Cientistas mediram movimentos de auroras de lua. Estima-se que oceano seja 10 vezes mais espesso que os terrestres.

O Telescópio Espacial Hubble conseguiu a melhor evidência até agora de um oceano salgado subterrâneo em Ganimedes. Acredita-se que este oceano tem mais água do que a superfície da Terra.

Identificar a água líquida é crucial para busca de mundos habitáveis de vida como conhecemos.

“A descoberta é um marco significante, destacando que apenas o Hubble pode conseguir”, disse John Grunsfeld, administrador associado do Diretório de Missões Científicas, no Q.G. da NASA, em Washington. “Em seus 25 anos em órbita, o Hubble tem feito muitas descobertas científicas em nosso próprio sistema solar. Um oceano profundo sob uma crosta de gelo em Ganimedes abre mais possibilidades excitantes para a vida fora da Terra.”

Ilustração da lua Ganimedes, de Júpiter, e suas auroras (Foto: NASA)

Ganimedes é a maior lua do nosso sistema solar e a única com seu próprio  campo magnético. Este campo causa auroras, anéis de gás eletrificado e brilhante regiões ao redor dos pólos. Por ficar muito próximoa de Júpiter, a lua também está dentro do campo magnético do planeta. Quando a magnetosfera de Júpiter muda, as auroras em Ganimedes também, “balançando para frente para trás”.

Observando os movimentos das duas auroras, cientistas foram capazes de determinar que existe grande quantidade de água salgada sob a crosta de Ganimedes afetando seu campo magnético.

Uma equipe liderada por Joachim Saur, da Universidade de Colônia, Alamanha, teve ideia de usar o Hubble para aprender mais sobre interior da Lua. 

“Sempre pensávamos em compor de ir mujo usar um telescópio de outras formas” disse Saur. “Existe uma forma de usar o telescópio para olhar dentro de um corpo planetário? Então pensei, as auroras! Ja que as auroras são controladas pelo campo magnético, se você observar as auroras de uma forma apropriada, você aprende algo sobre campo magnético. Se você conhece o campo magnético, então você sabe algo sobre interior da Lua.”

Se houvesse mesmo um oceano salgado, o campo magnético de Júpiter criaria um campo magnético secundário no oceano que seria contra o de  Júpiter. Esta “fricção magnética” suprimiria movimento das auroras. Este oceano lutar contra o campo magnético de Júpiter ontem estou força credoras movimento das auroras em 2° — seriam 6° se o oceano não existisse.

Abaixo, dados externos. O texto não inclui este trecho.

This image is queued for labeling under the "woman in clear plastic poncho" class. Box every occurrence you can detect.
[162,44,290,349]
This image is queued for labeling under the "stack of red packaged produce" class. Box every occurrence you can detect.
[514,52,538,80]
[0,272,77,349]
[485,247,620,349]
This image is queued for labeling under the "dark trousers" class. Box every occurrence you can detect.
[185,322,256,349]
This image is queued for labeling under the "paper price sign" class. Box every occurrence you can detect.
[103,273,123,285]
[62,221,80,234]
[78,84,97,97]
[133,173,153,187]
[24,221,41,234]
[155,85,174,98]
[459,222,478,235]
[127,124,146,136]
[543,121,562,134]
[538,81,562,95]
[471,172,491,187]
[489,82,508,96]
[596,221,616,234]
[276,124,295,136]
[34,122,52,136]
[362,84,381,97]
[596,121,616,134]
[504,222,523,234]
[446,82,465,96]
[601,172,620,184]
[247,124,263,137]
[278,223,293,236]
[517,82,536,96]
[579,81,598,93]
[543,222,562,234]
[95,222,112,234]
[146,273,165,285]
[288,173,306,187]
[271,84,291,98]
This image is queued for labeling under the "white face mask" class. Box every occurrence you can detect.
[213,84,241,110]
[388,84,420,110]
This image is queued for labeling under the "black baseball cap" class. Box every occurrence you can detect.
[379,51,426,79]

Cientistas estimaram que o oceano tem 100 quilômetros de espessura, 10 vezes mais que os terrestres, está sobre 150 quilômetros de uma crosta principalmente de gelo.

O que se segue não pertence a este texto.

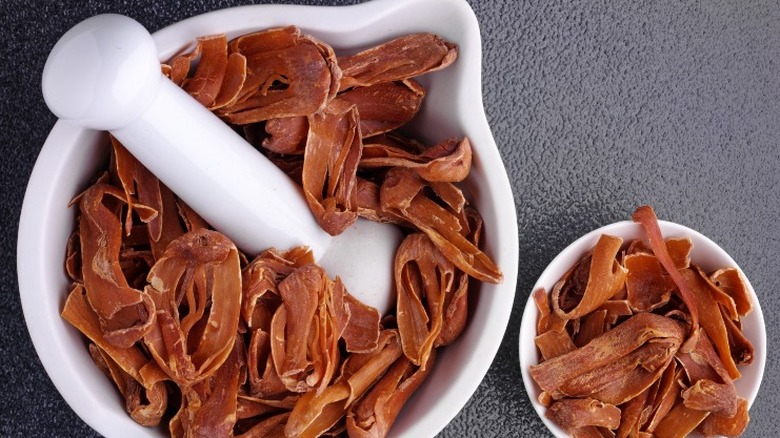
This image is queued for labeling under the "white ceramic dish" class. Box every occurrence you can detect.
[519,221,766,438]
[17,0,518,437]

Auroras de Ganimedes vistas pelo Hubble (azul) sobre imagem da lua feita pela Galileu (Foto: NASA)

 

A primeira suspeita de um oceano em Ganimedes foi nos anos 1970, com base em modelos da lua. A missão Galileu, da NASA, mediu o campo magnético deGanymedes em 2002, fornecendo a primeira evidência a favor destas suspeitas. A sonda fez rápidas medidas do campo magnético em intervalos de 20 minutos, mas foram muito breves para conseguir distinguir o movimento cíclico do campo magnético secundário do oceano.

As novas conservações foram feitas em luz ultravioleta e só poderiam ser feitas com o telescópio espacial, acima da atmosfera terrestre, que bloqueia a maior parte da luz UV.

#Hubble25  O telescópio espacial Hubble comemora 25 anos de avanços científicos em 24 abril. Transformou nosso entendimento do sistema solar a encontrar nosso lugar entre as estrelas. Trata-se de um projeto internacional: NASA e ESA. O Centro de Voo Espacial Goodard, da NASA, em Greenbelt, Maryland, gerencia o telescópio e o Instituto Científico do Telescópio Espacial (STScI), Baltimore, Maryland, conduz suas operações. O STScI é operado para a NASA pela Associação de Universidades para Pesquisa em Astronomia, em Washington.